Susan Kaye Quinn is an ex-engineer, writer, and elected official: but mostly she’s a mom. She writes middle grade and young adult novels, and blogs about writing and reading books for advanced readers, ages 8-12, over at Ink Spells.
The general public seems to have this idea that if you write a novel, you will be instantly rich and famous. You will don a tweed jacket or a silk scarf and pose in some odd angled picture that will make you look artistic. You will have masses of people flocking to sign your books as you tour the world, greeting your fans. As an esteemed published author, you can now be grumpy and retire to your hidden forested retreat where you will spin your next eagerly awaited book.
Right.
This fiction of the writing life is spun by the media attention focused on famous authors, those few Michael Jordan's of the writing world that are household names. Most of the public, especially readers, assume this lifestyle is enjoyed by all writers. People assume you write to make money, or to be famous, to have that elusive cachet of being a "published author." Although many writers would like to be JA Konrath, paying the bills with their writing, most realize that is unlikely to happen, or if it does, it will be a decade or more into their "writing career." If they are very lucky.
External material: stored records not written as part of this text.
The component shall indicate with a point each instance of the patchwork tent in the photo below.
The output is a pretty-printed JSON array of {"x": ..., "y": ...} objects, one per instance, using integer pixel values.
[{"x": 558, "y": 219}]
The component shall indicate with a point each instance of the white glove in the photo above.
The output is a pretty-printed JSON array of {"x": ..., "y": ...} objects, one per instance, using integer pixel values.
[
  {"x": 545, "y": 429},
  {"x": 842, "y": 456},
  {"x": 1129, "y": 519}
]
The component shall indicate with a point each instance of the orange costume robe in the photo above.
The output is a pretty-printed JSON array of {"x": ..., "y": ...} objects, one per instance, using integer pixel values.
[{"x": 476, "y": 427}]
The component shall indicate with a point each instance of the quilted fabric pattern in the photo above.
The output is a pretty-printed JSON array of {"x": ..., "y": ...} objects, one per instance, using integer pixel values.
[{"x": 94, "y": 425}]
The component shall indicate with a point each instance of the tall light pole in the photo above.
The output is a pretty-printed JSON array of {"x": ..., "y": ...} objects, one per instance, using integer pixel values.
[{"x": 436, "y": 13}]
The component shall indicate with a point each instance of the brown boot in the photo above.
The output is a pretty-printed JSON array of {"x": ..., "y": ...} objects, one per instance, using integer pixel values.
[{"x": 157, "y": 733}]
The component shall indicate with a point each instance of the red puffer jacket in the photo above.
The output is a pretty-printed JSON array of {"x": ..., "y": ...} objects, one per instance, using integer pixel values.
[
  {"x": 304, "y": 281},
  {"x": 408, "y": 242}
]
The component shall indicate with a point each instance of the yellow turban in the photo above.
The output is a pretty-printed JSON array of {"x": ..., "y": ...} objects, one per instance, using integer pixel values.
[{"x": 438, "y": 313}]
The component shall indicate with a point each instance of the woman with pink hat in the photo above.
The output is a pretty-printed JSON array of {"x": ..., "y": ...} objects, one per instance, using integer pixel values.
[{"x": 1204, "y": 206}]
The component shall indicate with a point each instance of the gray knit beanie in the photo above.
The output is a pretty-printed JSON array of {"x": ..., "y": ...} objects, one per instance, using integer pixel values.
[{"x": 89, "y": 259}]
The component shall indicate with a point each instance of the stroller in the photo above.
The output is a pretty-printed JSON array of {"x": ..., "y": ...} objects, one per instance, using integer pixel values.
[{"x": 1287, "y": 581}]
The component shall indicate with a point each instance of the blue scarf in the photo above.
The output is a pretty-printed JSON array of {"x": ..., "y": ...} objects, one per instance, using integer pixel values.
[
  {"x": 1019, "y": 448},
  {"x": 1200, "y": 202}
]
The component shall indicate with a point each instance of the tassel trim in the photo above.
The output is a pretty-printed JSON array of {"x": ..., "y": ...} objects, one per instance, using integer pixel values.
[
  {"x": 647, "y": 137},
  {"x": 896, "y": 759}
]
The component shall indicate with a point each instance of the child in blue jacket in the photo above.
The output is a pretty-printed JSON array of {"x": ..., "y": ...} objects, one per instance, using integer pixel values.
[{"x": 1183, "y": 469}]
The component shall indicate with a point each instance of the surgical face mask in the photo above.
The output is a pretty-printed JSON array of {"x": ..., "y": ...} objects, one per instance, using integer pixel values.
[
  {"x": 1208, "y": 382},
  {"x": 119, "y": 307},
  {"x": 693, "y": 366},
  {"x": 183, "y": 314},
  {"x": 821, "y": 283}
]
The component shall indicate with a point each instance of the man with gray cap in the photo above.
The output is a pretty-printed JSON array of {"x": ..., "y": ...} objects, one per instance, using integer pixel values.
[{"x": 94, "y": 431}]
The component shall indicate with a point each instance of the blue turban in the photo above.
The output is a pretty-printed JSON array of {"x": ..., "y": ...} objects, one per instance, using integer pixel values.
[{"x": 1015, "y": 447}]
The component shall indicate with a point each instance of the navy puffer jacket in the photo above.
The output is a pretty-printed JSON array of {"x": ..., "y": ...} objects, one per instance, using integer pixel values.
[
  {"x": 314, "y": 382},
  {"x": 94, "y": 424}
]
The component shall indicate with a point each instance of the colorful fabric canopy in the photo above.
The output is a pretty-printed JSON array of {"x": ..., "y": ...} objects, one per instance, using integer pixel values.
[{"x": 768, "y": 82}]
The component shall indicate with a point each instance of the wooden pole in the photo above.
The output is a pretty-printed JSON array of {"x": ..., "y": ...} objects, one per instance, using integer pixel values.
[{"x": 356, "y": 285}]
If you tell your family and friends you're not in it for the money or glory, that you write because you love it, or because you literally cannot stop like some literary addict, you're likely a get knowing look that says, "Sure. Sure."
Although your close family are probably well-disabused of this notion already, you may have to repeat it endlessly to friends and well-meaning extended family. Although it's bad enough before you have published, I suspect it is even worse after you have an actual book available for purchase. Because you've made it, right? Everything is sunshine and nirvana, right?
Except when you can't sell your second novel, or the first one performs poorly. Or maybe you have a wonderful run of several books, but then your career stalls out and needs new direction. A career in writing is more akin to a career in acting or music—you're only as good as your last book, and even that doesn't guarantee you'll sell another one.
Now that I've got you thoroughly depressed, here's the upside: There has never been a better time to be a writer.
No, I'm not delusional, at least not about that. Blogs, Facebook, Twitter, all the myriad online resources grant you access to a community of writers. Even though your Uncle Sandy and your PTA friend in the pickup line may have no idea what the interior life of a writer is like, you have a host of virtual writerly friends who do. Friends who understand that writing is like bleeding your heart onto the page and who want to talk about plotting and voice and the minutia of craft. Friends who sympathize with the agony of rejection, the frustration of a harsh critique, and who know in their hearts that you write because you love it—because they do too.
My brother is a talented writer, who never published. He gave up in his early 20's, back in the pre-internet days, when writers toiled in isolation. He is in awe of my blog, my crit group, my author facebook page, and my knowledge of agents and the publishing industry.
"This is nothing like when I was writing," he says.
Exactly so. So chin up, lads and lassies! It's a brave new world for writers.